Personaje Iseka había enviado a Enrique Katel una carta larguísima, ignoro cómo el otro tuvo la paciencia de leerla. No se limitaba a referirle el asunto de los dos hermanos Soria, o el affaire yogur. Se explayó también sobre su vocación de escritor, en cómo había sido su proceso. Declaró que pensaba escribir una larga novela donde figurasen todos; una saga de purificación interior en la cual, etcétera, etcétera.
«Ahora bien, ¿quién se cree este tipo que es para enviarme una carta así?», se preguntó Katel en un primer momento. El otro le había mandado todo aquello sin más, atento sólo a su problema y sin tener en cuenta la posición que ocupaba el Kratos.
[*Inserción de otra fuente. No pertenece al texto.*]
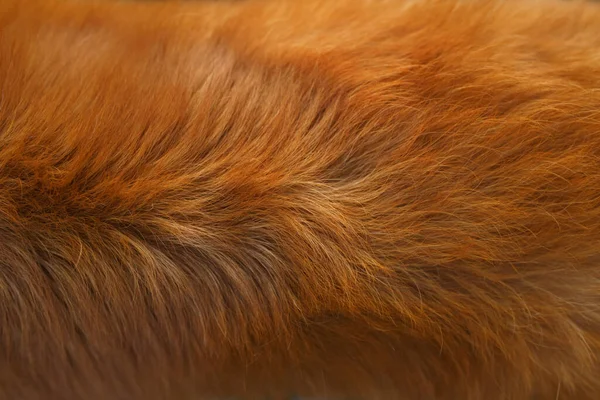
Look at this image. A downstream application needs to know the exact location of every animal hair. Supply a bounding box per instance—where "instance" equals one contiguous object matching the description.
[0,0,600,400]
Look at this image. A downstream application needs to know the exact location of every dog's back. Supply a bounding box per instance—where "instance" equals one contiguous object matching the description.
[0,0,600,400]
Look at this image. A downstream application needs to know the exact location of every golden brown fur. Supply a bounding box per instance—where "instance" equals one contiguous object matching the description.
[0,0,600,400]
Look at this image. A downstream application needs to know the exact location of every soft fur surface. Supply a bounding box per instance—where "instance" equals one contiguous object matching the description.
[0,0,600,400]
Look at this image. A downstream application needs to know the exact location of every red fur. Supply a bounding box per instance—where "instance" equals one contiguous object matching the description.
[0,0,600,400]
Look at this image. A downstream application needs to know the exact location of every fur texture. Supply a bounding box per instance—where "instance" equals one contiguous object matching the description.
[0,0,600,400]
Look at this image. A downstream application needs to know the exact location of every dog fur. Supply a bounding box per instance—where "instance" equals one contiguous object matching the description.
[0,0,600,400]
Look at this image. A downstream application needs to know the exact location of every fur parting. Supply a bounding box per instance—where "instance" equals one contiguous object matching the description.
[0,0,600,400]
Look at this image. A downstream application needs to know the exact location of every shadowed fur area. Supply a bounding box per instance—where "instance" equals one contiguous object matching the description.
[0,0,600,400]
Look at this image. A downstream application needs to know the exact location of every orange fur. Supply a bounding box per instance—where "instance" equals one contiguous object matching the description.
[0,0,600,400]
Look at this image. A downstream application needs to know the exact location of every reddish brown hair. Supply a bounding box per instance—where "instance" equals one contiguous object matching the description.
[0,0,600,400]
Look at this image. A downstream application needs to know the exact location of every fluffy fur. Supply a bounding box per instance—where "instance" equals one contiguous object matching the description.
[0,0,600,400]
Dio la pura casualidad de que éste era una persona humana y lo entendió, porque en caso contrario hubiera castigado a ese delirante (en el mal sentido de la palabra) con el manicomio, que se venía mereciendo hacía rato.
De pronto tuvo una intuición, que bien podría ser falsa. Su entrenado olfato de Kratos de las Lenguas le hizo sospechar que Personaje Iseka debía ser uno de esos autores que en un pasado remoto estuvieron enganchados por el simbolismo alemán. Tales manijeados, a lo poco que han vivido en serio lo recortan de la realidad, lo incorporan a su novela simbólica y lo transforman en alegorías, ensuciando el hecho maravilloso de la existencia.
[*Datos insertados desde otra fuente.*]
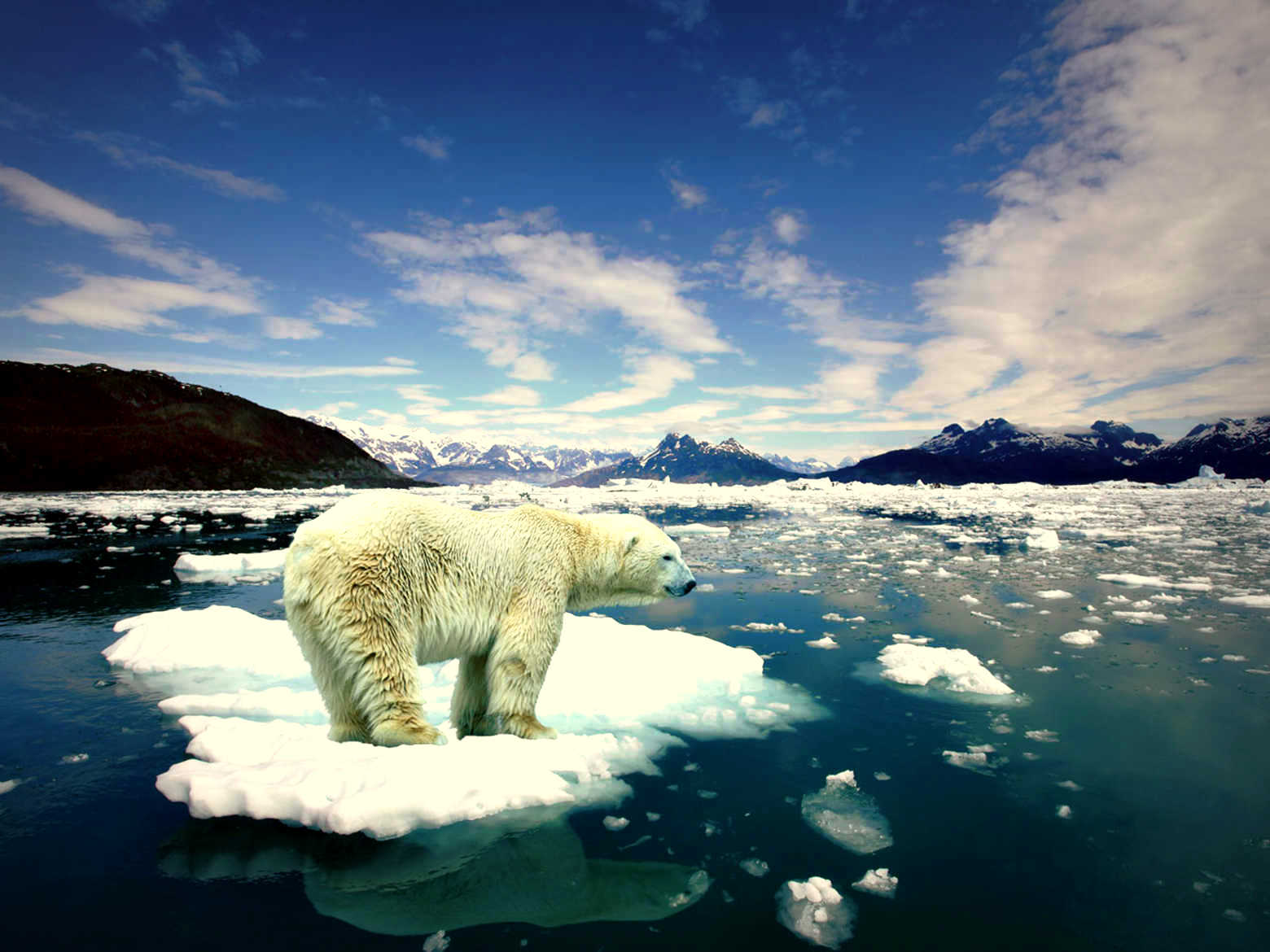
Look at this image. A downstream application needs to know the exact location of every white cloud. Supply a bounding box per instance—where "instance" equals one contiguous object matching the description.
[261,316,322,340]
[701,383,808,400]
[18,276,256,331]
[0,165,149,240]
[558,354,694,414]
[0,166,256,297]
[366,209,734,381]
[467,386,542,406]
[665,175,710,208]
[309,297,374,327]
[896,0,1270,422]
[771,208,807,245]
[401,136,454,161]
[75,132,287,202]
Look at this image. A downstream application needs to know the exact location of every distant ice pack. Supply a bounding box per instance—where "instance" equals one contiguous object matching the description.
[103,605,824,839]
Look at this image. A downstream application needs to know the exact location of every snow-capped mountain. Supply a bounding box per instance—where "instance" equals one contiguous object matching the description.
[764,453,838,476]
[830,417,1270,483]
[304,414,630,483]
[562,433,800,486]
[1145,417,1270,483]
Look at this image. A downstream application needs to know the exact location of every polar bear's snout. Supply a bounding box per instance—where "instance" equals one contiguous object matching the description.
[665,557,697,598]
[665,579,697,598]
Si Personaje Iseka no bajaba de su altura falsamente poderosa, si no reconocía a la realidad como realidad y a los otros como otros, estaba frito. No tendría salvación.
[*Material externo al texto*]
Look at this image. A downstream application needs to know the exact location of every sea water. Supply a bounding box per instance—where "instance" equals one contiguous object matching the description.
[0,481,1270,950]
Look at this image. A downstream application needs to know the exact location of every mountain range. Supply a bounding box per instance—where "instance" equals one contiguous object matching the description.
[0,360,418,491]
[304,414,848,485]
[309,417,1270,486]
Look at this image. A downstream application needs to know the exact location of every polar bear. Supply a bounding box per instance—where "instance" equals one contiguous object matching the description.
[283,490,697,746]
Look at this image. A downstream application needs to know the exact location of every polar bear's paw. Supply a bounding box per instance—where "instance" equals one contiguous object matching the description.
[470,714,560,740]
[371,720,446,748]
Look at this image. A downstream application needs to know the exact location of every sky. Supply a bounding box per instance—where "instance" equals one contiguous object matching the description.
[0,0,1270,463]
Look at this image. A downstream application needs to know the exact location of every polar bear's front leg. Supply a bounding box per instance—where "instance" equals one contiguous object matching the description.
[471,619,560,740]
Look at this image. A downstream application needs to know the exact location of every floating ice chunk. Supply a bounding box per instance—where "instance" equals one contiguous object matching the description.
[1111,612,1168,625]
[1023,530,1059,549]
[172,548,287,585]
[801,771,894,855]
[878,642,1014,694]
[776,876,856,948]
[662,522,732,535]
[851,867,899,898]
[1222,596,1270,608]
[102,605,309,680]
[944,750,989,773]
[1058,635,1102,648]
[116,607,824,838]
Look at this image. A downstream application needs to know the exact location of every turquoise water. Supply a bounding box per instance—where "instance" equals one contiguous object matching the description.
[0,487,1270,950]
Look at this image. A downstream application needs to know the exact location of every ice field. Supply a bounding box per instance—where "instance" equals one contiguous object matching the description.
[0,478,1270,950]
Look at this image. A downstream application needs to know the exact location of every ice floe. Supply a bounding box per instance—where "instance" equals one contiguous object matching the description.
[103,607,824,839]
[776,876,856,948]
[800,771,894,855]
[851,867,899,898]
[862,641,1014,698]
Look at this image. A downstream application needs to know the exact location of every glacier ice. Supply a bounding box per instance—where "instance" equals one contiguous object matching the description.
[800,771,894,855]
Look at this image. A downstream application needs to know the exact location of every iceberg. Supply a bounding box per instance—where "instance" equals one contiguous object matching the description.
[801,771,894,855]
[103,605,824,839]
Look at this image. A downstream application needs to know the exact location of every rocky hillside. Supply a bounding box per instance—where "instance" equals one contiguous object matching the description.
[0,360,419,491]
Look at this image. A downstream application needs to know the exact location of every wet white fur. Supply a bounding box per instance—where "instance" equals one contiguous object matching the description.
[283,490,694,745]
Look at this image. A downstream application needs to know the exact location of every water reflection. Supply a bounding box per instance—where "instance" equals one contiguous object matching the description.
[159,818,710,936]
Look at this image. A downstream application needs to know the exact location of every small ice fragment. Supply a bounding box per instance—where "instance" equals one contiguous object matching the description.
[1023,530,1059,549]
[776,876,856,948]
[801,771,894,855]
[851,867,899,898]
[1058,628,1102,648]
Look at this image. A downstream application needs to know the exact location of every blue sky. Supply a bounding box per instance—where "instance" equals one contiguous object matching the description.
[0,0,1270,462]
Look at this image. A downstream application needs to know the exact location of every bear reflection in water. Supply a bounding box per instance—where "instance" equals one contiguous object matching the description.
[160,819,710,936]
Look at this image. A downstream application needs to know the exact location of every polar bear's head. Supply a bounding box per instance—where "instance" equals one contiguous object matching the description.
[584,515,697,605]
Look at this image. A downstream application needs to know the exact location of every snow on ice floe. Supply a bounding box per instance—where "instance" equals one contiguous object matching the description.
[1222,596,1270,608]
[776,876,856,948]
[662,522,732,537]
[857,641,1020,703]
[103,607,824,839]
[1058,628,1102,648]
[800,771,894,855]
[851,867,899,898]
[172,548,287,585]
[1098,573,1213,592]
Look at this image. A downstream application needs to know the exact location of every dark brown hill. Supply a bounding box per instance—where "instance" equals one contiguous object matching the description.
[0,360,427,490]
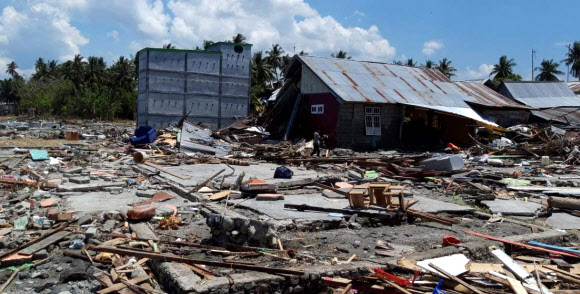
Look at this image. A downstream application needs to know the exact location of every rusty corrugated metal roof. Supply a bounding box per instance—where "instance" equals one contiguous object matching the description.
[299,56,521,108]
[453,80,529,109]
[296,56,496,125]
[499,81,580,108]
[532,107,580,125]
[568,82,580,94]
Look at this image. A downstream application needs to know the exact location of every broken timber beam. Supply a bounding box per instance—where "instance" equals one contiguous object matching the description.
[405,209,460,226]
[0,223,68,264]
[284,204,397,219]
[429,263,486,294]
[312,182,348,196]
[186,169,226,195]
[465,231,580,259]
[87,245,304,276]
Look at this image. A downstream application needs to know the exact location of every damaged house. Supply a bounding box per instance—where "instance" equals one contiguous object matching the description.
[497,81,580,125]
[265,56,527,149]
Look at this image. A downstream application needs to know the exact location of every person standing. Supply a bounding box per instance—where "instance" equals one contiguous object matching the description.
[310,130,320,157]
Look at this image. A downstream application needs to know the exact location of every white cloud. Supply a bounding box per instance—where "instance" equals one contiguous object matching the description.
[160,0,396,60]
[458,63,493,80]
[0,0,396,74]
[0,2,89,60]
[554,41,572,47]
[107,30,119,41]
[422,40,445,56]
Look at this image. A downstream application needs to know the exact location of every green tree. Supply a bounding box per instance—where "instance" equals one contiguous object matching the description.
[435,58,457,79]
[330,50,351,59]
[535,59,564,82]
[266,44,284,81]
[85,56,107,89]
[489,55,517,80]
[203,40,214,50]
[232,33,246,44]
[31,57,49,81]
[280,54,292,78]
[6,61,18,78]
[563,41,580,81]
[251,51,274,85]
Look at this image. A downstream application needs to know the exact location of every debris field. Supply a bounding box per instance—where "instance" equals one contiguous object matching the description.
[0,120,580,294]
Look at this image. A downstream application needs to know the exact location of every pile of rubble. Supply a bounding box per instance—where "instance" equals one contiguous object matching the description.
[0,121,580,294]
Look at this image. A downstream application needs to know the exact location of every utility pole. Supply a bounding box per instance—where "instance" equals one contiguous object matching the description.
[566,44,572,83]
[532,48,536,81]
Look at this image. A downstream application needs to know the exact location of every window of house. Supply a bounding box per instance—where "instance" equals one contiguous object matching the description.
[310,104,324,114]
[365,106,381,136]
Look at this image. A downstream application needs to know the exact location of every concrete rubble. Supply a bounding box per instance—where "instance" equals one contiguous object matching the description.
[0,120,580,294]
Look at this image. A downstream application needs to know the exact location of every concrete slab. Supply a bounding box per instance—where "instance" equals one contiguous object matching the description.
[481,199,542,216]
[546,212,580,230]
[406,196,474,213]
[64,189,192,213]
[230,194,350,220]
[148,163,329,187]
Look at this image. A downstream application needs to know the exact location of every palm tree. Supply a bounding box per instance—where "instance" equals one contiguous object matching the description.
[6,61,18,78]
[85,56,107,89]
[489,55,517,80]
[280,54,292,78]
[266,44,284,81]
[203,40,213,50]
[62,54,86,93]
[535,59,564,82]
[330,50,351,59]
[32,57,49,81]
[232,33,246,44]
[109,56,136,91]
[435,58,457,79]
[252,51,274,86]
[563,41,580,81]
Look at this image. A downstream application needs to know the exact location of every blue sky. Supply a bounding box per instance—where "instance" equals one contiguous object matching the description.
[0,0,580,79]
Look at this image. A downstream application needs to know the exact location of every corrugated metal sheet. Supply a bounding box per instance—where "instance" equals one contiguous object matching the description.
[300,56,475,108]
[500,82,580,108]
[532,107,580,125]
[453,80,529,109]
[298,56,497,126]
[568,82,580,94]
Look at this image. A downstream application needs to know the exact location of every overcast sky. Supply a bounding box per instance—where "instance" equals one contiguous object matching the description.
[0,0,580,79]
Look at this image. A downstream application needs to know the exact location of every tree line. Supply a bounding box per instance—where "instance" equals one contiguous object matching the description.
[0,34,580,119]
[0,54,137,120]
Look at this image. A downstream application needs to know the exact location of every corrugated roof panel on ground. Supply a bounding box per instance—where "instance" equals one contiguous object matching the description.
[502,82,580,108]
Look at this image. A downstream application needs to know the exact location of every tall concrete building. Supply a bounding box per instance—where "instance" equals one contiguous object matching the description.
[137,42,252,129]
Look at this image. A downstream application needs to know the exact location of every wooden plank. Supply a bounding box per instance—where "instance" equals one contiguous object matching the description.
[145,162,191,180]
[129,222,159,241]
[184,263,215,280]
[429,263,486,294]
[209,190,232,201]
[465,231,580,259]
[508,277,528,294]
[19,231,70,254]
[97,276,151,294]
[87,245,304,276]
Esperaba que ese tonto alguna vez escribiese algo que fuera superior a la novela simbólica alemana, con sus enfermedades y omnipotencias. Que escribiese una novela tal como una ciudad cuyas paredes, pisos y techos fuesen como enormes fotografías, cintas magnéticas y filmaciones de procesos internos y externos. Una novela al fin de la cual el lector, pese a todo, no se diga: «Esto lo soñó el personaje central», sino: «Ésta es una realidad, sucedió, los personajes viven y mueren en este libro, no hay símbolos que los ensucien. Se respetó su sangre».
Si alguna vez el otro escribía su famosa novela, el Kratos rogaba para que su autor no cayese en la tentación de mancharla con símbolos, aunque ellos existan siempre, aun si el hombre no se lo propone. La alegoría constantemente subyace; pero sólo los hombres reales y vivientes logran que el símbolo se comprenda, sin por ello permitir que invada el campo gravitatorio irrepetible de la vida.
Una novela que, aun partiendo del simbolismo alemán, éste termine por hacerse trizas. Sólo así su autor lograría purificarse en serio, pues ello sería prueba de que aprendió la dura lección.